Lipphardt came to Wheeling in 1984, imported the “Health Right” concept, and championed its organization here. A core group made up of representatives from Northern Panhandle Behavioral Health Center, West Liberty State College, Wheeling-Ohio County Health Department, Wheeling Hospital and Ohio Valley Medical Center established commitments from medical providers for free inpatient, outpatient, and laboratory services. A working board of directors formed, electing Nancy Lipphardt as president. Dr. Jeffrey Shultz of OVMC agreed to serve as the medical director of Wheeling Health Right.
The groups established the goals of the organization: provide basic primary health care to those persons unable to obtain such care through currently existing health programs; facilitate entry into currently existing programs for those unaware of the resources; and promote health. With a clear mission and firm commitments from health care providers, Wheeling Health Right was incorporated in August 1985.
St. Matthew’s Episcopal Church donated the first administrative office. The WV Department of Health made a base grant to hire an administrator and to launch clinical services. The first administrator, Phyllis Sharpenberg, was hired in April of 1986. Dr. Thomas Thomas of the Wheeling-Ohio County Health Department allowed the clinic to set up in the WIC Program office (70 Fourteenth Street) on Monday evenings from 6 to 9 PM. The volunteer doctors and nurses greeted the first patients on September 8, 1986. By the second week there were fifteen patients. Working in collaboration with other social service agencies in the area, Wheeling Health Right did not duplicate services that were already available. A referral agreement was reached between these agencies and the clinic so that all available needed services could be offered.

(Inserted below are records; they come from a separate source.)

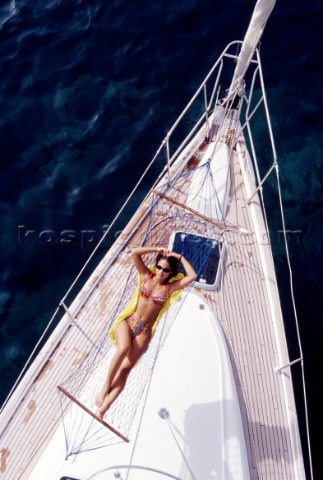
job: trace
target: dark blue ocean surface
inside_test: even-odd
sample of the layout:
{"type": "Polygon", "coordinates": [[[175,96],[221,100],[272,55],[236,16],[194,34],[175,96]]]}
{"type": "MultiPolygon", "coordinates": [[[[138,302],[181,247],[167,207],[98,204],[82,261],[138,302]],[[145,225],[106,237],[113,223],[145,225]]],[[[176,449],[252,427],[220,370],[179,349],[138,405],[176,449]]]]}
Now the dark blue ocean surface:
{"type": "MultiPolygon", "coordinates": [[[[1,402],[167,129],[226,44],[243,38],[254,3],[2,1],[1,402]]],[[[320,453],[314,439],[322,428],[317,387],[323,377],[322,21],[322,0],[277,0],[261,46],[286,224],[298,231],[291,235],[290,253],[317,478],[320,453]]],[[[156,174],[147,178],[137,203],[156,174]]],[[[97,260],[136,206],[130,205],[97,260]]],[[[273,209],[277,205],[269,204],[273,209]]],[[[294,321],[285,301],[288,272],[273,225],[295,358],[294,321]]],[[[299,385],[296,396],[301,406],[299,385]]]]}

By January 1987, Peggy Knuth (Ferguson), RN, FNP, was hired as the first paid clinical staff person. Knuth added nursing clinics to the schedule, which cut down on the onslaught faced by physicians on Monday nights. Physicians frequently treated acute health crises in those first months, as many in the community had long existed without any preventative care. Given the choice between food and shelter for their family or health care, they were forced to delay treatment for many severe medical conditions.

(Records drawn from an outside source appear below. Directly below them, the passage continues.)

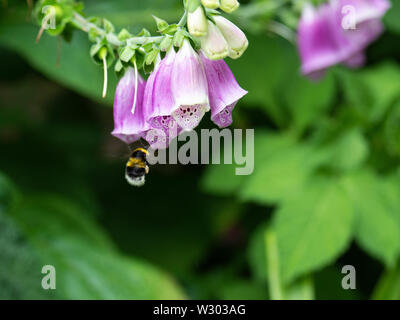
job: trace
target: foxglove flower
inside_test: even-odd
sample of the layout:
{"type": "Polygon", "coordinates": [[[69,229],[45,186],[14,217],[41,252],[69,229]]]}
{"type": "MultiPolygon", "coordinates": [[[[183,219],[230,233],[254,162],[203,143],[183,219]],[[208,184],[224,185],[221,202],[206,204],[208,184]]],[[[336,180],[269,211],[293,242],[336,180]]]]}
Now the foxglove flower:
{"type": "Polygon", "coordinates": [[[232,59],[241,57],[249,46],[244,32],[222,16],[214,16],[214,21],[229,45],[229,57],[232,59]]]}
{"type": "Polygon", "coordinates": [[[175,104],[170,114],[184,130],[192,130],[210,110],[210,105],[203,64],[187,39],[174,59],[171,91],[175,104]]]}
{"type": "Polygon", "coordinates": [[[171,48],[165,58],[150,75],[144,99],[147,122],[152,128],[146,140],[155,148],[167,147],[168,143],[182,132],[171,113],[175,108],[175,99],[171,90],[171,73],[176,53],[171,48]],[[162,145],[164,144],[164,145],[162,145]]]}
{"type": "Polygon", "coordinates": [[[208,21],[208,34],[201,39],[201,48],[211,60],[224,59],[229,54],[228,43],[211,21],[208,21]]]}
{"type": "Polygon", "coordinates": [[[131,112],[135,100],[135,80],[134,69],[127,69],[118,82],[114,98],[114,131],[111,134],[128,144],[140,139],[149,129],[143,110],[146,82],[140,75],[137,79],[135,112],[131,112]]]}
{"type": "Polygon", "coordinates": [[[333,0],[317,9],[306,5],[298,27],[302,73],[320,76],[332,65],[358,67],[364,50],[383,31],[380,19],[390,7],[387,0],[333,0]],[[344,28],[345,8],[352,8],[354,28],[344,28]]]}
{"type": "Polygon", "coordinates": [[[232,124],[232,111],[240,98],[247,94],[224,60],[212,61],[200,54],[204,64],[211,106],[211,120],[220,128],[232,124]]]}
{"type": "MultiPolygon", "coordinates": [[[[389,8],[390,3],[387,0],[338,0],[337,10],[340,23],[342,28],[347,28],[344,30],[345,36],[353,44],[355,50],[362,51],[380,36],[383,32],[381,18],[389,8]],[[349,8],[351,10],[347,11],[346,9],[349,8]],[[354,26],[347,26],[344,23],[346,12],[348,15],[354,14],[354,26]]],[[[351,22],[352,17],[349,18],[351,22]]]]}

In 2016 Wheeling Health Right launched a Dental Clinic to help thousands of under-served people in the Northern Panhandle in partnership with the WV Association of Free & Charitable Clinics (WVAFFC). Wheeling Health Right has been working for years to address the unmet needs of the community we serve. Since the ACA, including expanded Medicaid and the Marketplace, do not address adult dental care, it seemed natural for the clinic to move to address this unmet need and bring dental health care to the primary care setting in the Ohio Valley. Local Dentists and WVU Dental Students provide dental services to Wheeling Health Right patients.